This paper looks at the new approaches adopted in the monitoring of noise emission levels. This involves the use of mobile telephones in tracking the levels of noise pollution in an area. The mobile phones have an embedded sensor in the microphone   that gathers levels of noise in an area. The significant improvement in manufacturing of mobile phones has empowered this new discovery. The current types of smart phones that have GPRS, they can support the JAVA Api application [9] with the fast and reliable internet connectivity has spurred this new development. The microphone and images on board help in collecting data on the noise levels in an area [11]. This type of indoor monitoring method encourages public participation, professional data handlers and an internet connection within the area. The participants relay the information to a central server or the Nosetube community memory server. There have been various breakthroughs in the use of mobile phones in determining level of noise in a city. An Australian of Indian origin discovered an application known as Earphone. It is free to download this application. Dr. Kanjo asserted that the application is useful when setting up estates and schools [9]. The other type is Nosetube where members participate and transmit data of noise levels to a community server. The other mode of mobile noise detection is the Noisepy [9]. An individual’s phone that has any of the above applications will identify his predefined source of noise.

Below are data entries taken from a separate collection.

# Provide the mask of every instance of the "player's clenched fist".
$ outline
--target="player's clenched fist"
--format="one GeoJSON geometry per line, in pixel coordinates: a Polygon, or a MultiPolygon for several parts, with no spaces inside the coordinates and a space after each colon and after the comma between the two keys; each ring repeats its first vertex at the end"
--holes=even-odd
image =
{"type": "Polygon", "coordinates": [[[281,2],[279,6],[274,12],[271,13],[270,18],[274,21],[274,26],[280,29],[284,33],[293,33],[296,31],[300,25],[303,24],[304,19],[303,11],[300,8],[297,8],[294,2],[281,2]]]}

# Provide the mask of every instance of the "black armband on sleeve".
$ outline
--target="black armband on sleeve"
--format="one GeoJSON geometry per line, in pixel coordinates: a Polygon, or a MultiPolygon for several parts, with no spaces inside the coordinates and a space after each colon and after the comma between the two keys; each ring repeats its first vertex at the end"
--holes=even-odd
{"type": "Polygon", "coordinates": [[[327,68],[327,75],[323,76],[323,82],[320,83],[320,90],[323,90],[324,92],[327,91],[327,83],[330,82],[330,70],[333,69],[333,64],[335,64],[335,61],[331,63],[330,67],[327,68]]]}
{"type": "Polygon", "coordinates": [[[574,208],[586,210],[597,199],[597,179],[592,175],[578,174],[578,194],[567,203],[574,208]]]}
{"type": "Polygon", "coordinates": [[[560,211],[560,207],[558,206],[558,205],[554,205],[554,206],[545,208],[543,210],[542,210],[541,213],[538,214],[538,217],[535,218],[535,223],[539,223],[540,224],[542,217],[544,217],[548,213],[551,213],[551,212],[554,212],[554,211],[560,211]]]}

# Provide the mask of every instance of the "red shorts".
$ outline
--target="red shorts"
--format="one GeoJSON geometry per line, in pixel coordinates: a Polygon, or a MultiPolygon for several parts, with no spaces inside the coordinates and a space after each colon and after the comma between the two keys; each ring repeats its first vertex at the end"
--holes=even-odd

The phones microphone will record the sound and the owner will tag the voice or identify the voice he then transmits this to the community server where it deals with the contextual aspects e.g. location, weather condition and user actions.

The GPRS enables in identification connecting the real geographical situation of the sound and sensor value [9]. This communication between the data collector and the central community sensor is through a wireless radio [9]. The mobile phone system noise determination has several advantages compared to the static sensors mode. The mobile system is effective since it has wide scope coverage of the area under assessment. It is not easy to place static sensors in every city in Saudi Arabia. The static sensors are limited to certain areas this makes the data collected insufficient. Static data sensors are expensive to set up. They require a lot of human and financial input to set up these centers. The price of mobile phones is cheaper and the residents will use some of their personal phones. This reduces the amount spent in implementing the mobile phone method sensors of monitoring noise. Residents can download freely some of the above discussed mobile phones applications. This also cuts on the expenses incurred.  Participatory sensing [16]   in this aspect, allows personal phones to act as mobile sensors carried by humans and not placed at static areas.  Allowing citizens to determine their personal exposure to noise in their daily environment by use of mobile phones is important in the collective noise mapping of cities. Participatory sensing is efficient since the public and professional data analysts share and distribute the information collected. This collective nature enables a wide spread approach to noise pollution and this will cultivate more awareness concerning noise levels. Participants will share and compare information on noise levels. They will be able to know the required level sound level and the existing hotspots within their environment.

The indoor monitoring mobile unit presents residents with the first hand opportunity in data collection. Public participation reduces the duration of environment impact assessment. Individuals are in a position to know the levels that are harmful to them. For example, an individual will know the radio volume that is comfortable to him. In outdoor monitoring methods, an environment agency manages analysis of the data. The aftermath of the analysis is not a major concern in many outdoor methods. These agencies seem to act when emergencies occur in relation to noise pollution. When the public is involved, the decision making process is effective and faster [7]. This is because they have firsthand experience in handling environment data. The new mobile phone monitoring method therefore eases the impact assessment process.

  • Noise Criteria

The Saudi Arabian government has no proper programs concerning indoor noise exposure. The meteorology and environment agency should enforce proper and modern methods in order to protect human’s health and conserve the existing environment. Saudi standard organization (SASO) [19] records and policies indicate progressive efforts and criteria towards outdoor environmental noise exposure. However, there is little reference to indoor noise exposure criteria and standards. It was evident therefore that there are no local Saudi standards describing the nature and criteria for indoor noise exposure. Therefore, it was vital to compare criteria adopted by other countries in order to come up with proper and appropriate guidelines. [14]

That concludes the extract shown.